A single mother and mayor, De La Isla also holds a full-time job in Topeka

The single mother is juggling the mayor’s responsibilities along with her full-time job at Westar Energy. She notes that the past two mayors were retired, thus having fewer working-hour duties outside city hall. But De La Isla has a calculus that allows her to meet her obligations. Her days start early, with evenings often including events and ribbon-cuttings, and her weekends are “very heavy with the city.”

De La Isla has an infectious enthusiasm for the city. “There’s some magic happening in this community right now,” she says. She has high praise for the city manager, the county partners as well as the city’s plan, Momentum 2022, to address economic inequality and quality-of-life issues in the city.

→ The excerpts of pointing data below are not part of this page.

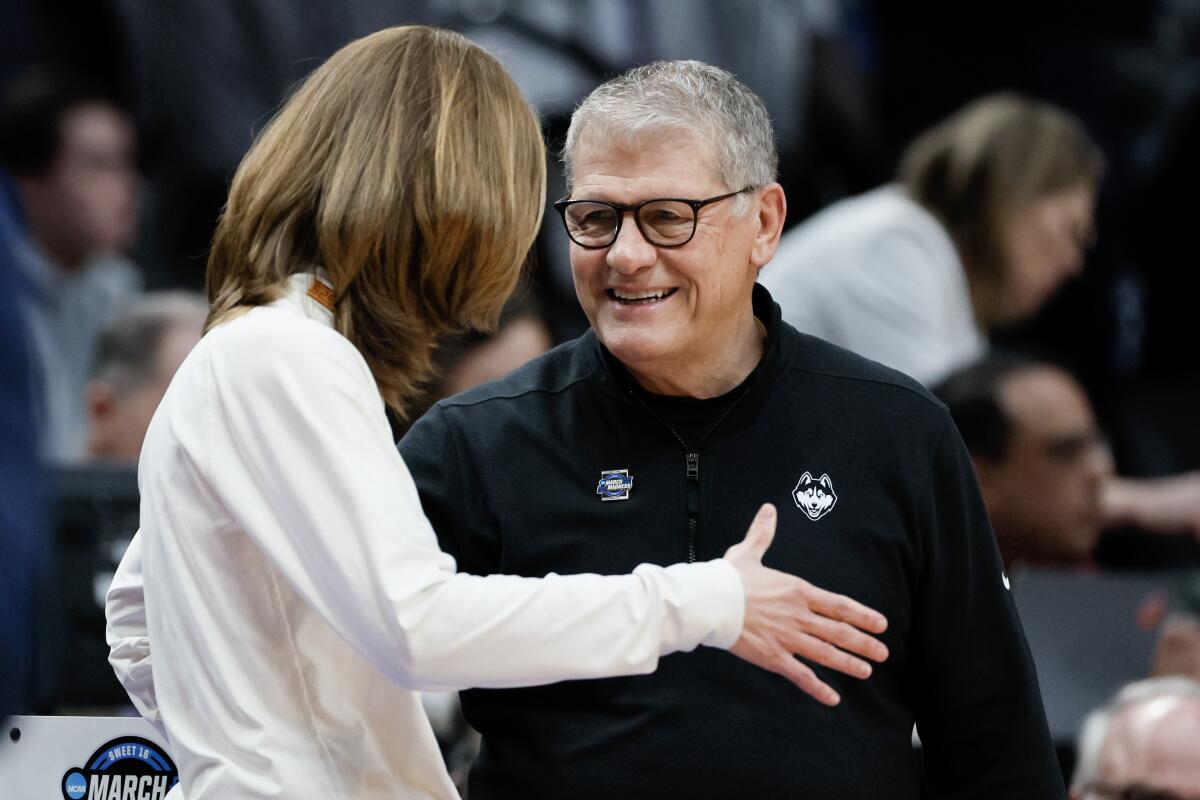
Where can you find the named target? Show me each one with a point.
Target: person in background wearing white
(136, 358)
(71, 155)
(285, 572)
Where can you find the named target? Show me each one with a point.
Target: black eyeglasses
(664, 222)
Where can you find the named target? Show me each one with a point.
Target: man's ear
(771, 212)
(101, 401)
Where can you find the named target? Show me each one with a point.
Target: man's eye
(594, 220)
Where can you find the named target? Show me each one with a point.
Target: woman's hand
(787, 617)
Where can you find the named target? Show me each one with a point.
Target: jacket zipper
(691, 462)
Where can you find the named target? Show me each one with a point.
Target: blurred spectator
(474, 358)
(1143, 745)
(1177, 651)
(22, 512)
(136, 359)
(71, 155)
(1045, 470)
(990, 215)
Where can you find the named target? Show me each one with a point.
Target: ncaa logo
(615, 485)
(130, 768)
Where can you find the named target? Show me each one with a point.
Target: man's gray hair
(683, 97)
(126, 354)
(1096, 727)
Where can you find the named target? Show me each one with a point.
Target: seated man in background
(689, 403)
(71, 156)
(136, 358)
(1047, 474)
(1143, 745)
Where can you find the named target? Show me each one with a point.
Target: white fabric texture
(879, 275)
(295, 594)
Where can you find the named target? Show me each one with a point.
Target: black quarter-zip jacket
(510, 475)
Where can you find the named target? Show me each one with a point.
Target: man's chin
(633, 348)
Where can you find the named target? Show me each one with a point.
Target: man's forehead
(648, 162)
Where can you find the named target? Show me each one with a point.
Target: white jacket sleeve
(301, 455)
(129, 641)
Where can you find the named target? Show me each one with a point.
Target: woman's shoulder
(273, 341)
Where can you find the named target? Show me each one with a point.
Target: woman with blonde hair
(990, 214)
(291, 584)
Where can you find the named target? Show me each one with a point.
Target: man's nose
(630, 252)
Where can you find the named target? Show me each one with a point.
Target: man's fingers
(847, 637)
(761, 533)
(843, 608)
(825, 654)
(804, 678)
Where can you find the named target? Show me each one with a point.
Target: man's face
(703, 287)
(119, 420)
(1044, 499)
(87, 203)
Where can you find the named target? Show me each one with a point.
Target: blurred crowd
(999, 209)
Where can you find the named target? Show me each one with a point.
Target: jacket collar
(301, 293)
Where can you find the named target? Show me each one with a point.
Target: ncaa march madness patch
(130, 768)
(615, 485)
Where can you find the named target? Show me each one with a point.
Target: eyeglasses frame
(636, 210)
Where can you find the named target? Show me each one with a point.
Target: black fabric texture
(508, 475)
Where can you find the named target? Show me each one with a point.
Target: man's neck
(712, 376)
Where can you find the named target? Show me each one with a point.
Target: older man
(1143, 745)
(687, 404)
(1047, 474)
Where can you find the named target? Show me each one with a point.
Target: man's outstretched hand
(787, 617)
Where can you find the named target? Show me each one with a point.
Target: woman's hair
(683, 98)
(988, 161)
(411, 169)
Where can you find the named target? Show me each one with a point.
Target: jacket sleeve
(129, 639)
(978, 707)
(303, 458)
(448, 493)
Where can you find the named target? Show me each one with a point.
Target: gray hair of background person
(126, 354)
(989, 160)
(684, 98)
(1096, 726)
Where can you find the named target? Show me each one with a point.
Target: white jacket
(297, 596)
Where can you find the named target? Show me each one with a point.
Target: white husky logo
(815, 498)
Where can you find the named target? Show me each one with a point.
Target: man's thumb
(762, 531)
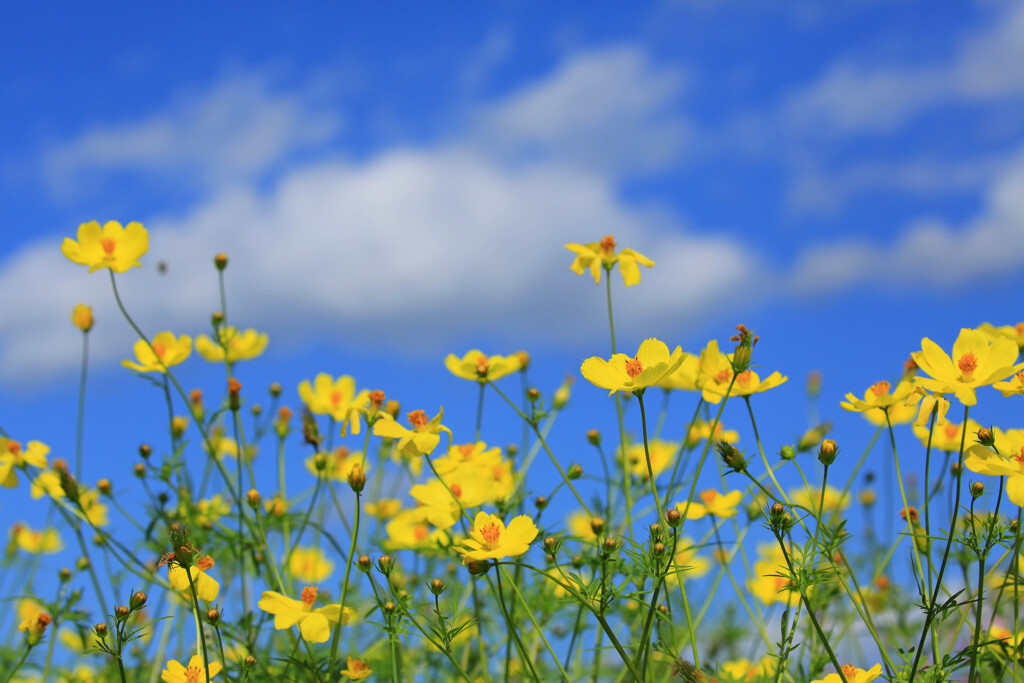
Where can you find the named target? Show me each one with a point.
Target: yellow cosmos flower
(384, 508)
(1009, 462)
(688, 563)
(663, 454)
(1014, 387)
(1014, 333)
(595, 255)
(355, 670)
(947, 437)
(977, 360)
(835, 501)
(244, 345)
(81, 316)
(108, 247)
(167, 350)
(314, 624)
(489, 539)
(336, 397)
(480, 368)
(207, 587)
(713, 503)
(194, 673)
(309, 565)
(44, 542)
(421, 439)
(647, 368)
(853, 675)
(13, 458)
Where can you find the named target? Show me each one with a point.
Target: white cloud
(235, 130)
(609, 109)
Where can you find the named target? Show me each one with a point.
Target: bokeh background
(395, 181)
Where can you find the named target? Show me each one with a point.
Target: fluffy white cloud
(235, 130)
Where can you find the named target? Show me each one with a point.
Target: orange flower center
(418, 419)
(881, 388)
(492, 534)
(968, 364)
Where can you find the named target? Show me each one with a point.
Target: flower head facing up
(421, 439)
(111, 247)
(194, 673)
(491, 539)
(167, 350)
(478, 367)
(977, 360)
(231, 345)
(314, 624)
(651, 364)
(337, 397)
(595, 255)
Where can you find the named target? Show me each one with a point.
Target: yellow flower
(45, 542)
(314, 625)
(853, 675)
(834, 501)
(194, 673)
(108, 247)
(480, 368)
(719, 505)
(1013, 387)
(167, 350)
(207, 587)
(13, 458)
(662, 455)
(241, 345)
(309, 565)
(421, 439)
(81, 317)
(384, 508)
(336, 397)
(355, 670)
(595, 255)
(489, 539)
(1009, 462)
(977, 360)
(947, 437)
(647, 368)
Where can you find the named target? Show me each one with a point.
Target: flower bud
(81, 316)
(356, 478)
(827, 452)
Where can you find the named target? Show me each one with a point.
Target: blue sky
(395, 181)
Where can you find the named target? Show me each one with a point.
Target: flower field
(412, 552)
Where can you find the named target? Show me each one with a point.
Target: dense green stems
(344, 591)
(80, 425)
(930, 612)
(199, 623)
(508, 621)
(810, 613)
(646, 452)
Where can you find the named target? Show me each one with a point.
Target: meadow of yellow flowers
(422, 556)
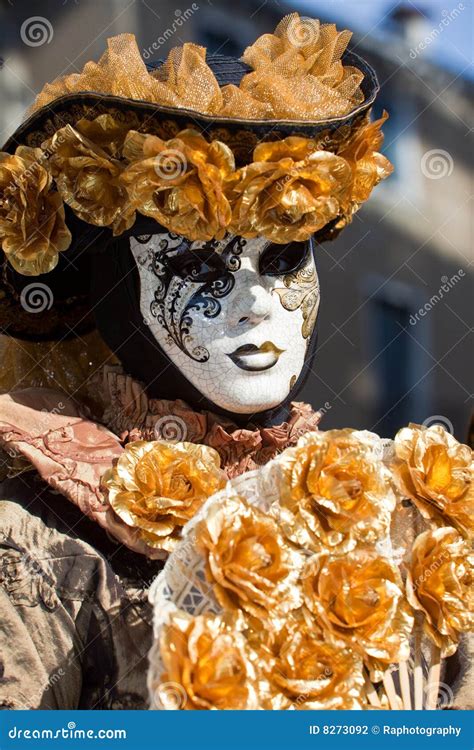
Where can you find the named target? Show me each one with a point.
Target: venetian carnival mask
(235, 316)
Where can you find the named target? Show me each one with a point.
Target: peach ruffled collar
(129, 413)
(45, 430)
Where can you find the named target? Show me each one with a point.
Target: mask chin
(116, 301)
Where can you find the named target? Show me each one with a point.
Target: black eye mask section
(116, 300)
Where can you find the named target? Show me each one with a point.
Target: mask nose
(252, 306)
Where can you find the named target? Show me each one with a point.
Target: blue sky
(451, 49)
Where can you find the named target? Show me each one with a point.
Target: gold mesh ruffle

Kim Morse, a history professor at Washburn who started working with De La Isla through MANA de Topeka and the Hermanitas conferences, says that De La Isla is “completely passionate about Topeka and dedicated to Topeka. But she does it in an extremely thoughtful way—inside-out and bottom-up— and then she makes an educated response.”

Espinoza says De La Isla “loves Topeka and wants people to know Topeka loves them back.”

For her part, De La Isla says she likes to tell people that it was only in Topeka where she fulfilled her dreams and became who she wanted to be. But, she will also add, “I never lose sight that I am still the kid who grew up with all the challenges.”